Comunicação no Mercosul

Entenda como se comportam os negociadores dos países do Mercosul e saiba qual a melhor forma de fechar negócios com cada um deles.

No dia 26 de março de 1991, os governos da Argentina, Brasil, Paraguai e Uruguai assinaram o Tratado de Assunção, que criou o Mercado Comum do Cone Sul ou Mercosul. A questão da cultura e da comunicação no Mercosul tem provocado polêmica entre os teóricos que a estudam. Uma vertente acredita na homogenia sul-americana, enquanto outro grupo prega que as populações do Mercosul são heterogêneas.
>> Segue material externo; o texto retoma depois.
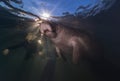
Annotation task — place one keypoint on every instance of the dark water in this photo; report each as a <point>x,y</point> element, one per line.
<point>14,67</point>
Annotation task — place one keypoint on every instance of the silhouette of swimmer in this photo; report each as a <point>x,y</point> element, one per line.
<point>30,44</point>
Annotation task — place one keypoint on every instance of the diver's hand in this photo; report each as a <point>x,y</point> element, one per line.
<point>6,51</point>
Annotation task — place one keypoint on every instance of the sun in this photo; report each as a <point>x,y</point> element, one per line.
<point>45,15</point>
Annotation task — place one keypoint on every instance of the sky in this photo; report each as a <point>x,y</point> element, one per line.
<point>58,7</point>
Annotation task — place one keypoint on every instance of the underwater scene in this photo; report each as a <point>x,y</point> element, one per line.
<point>59,40</point>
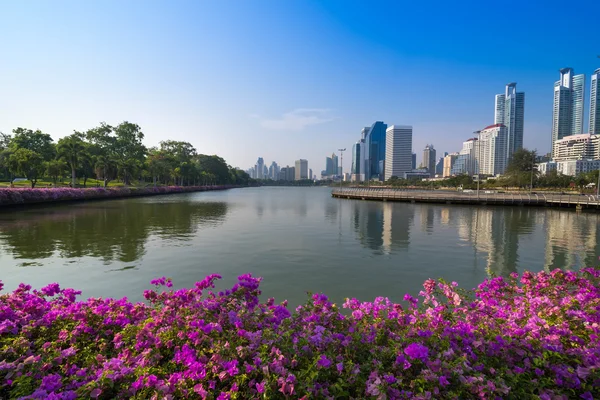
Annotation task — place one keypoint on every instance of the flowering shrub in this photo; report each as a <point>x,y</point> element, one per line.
<point>533,338</point>
<point>11,196</point>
Devemos assumir que sim, somos diferentes. Seguindo os estudiosos da corrente histórica e política preponderante, os povos latino-americanos têm fortes distinções entre si. Em um âmbito geral, segundo pesquisas, o brasileiro tende a ser o negociador menos formal. O contato físico e a tentativa de aproximação são comuns ao negociador brasileiro. Em contrapartida, o executivo argentino tende a ser extremamente organizado e burocrático. Freqüentemente, ele traz em seu poder documentos e um advogado para acompanhar a discussão. A presença do advogado, para muitos negociadores brasileiros, é vista como um fator negativo, como se o argentino não tivesse confiança na seriedade do trabalho.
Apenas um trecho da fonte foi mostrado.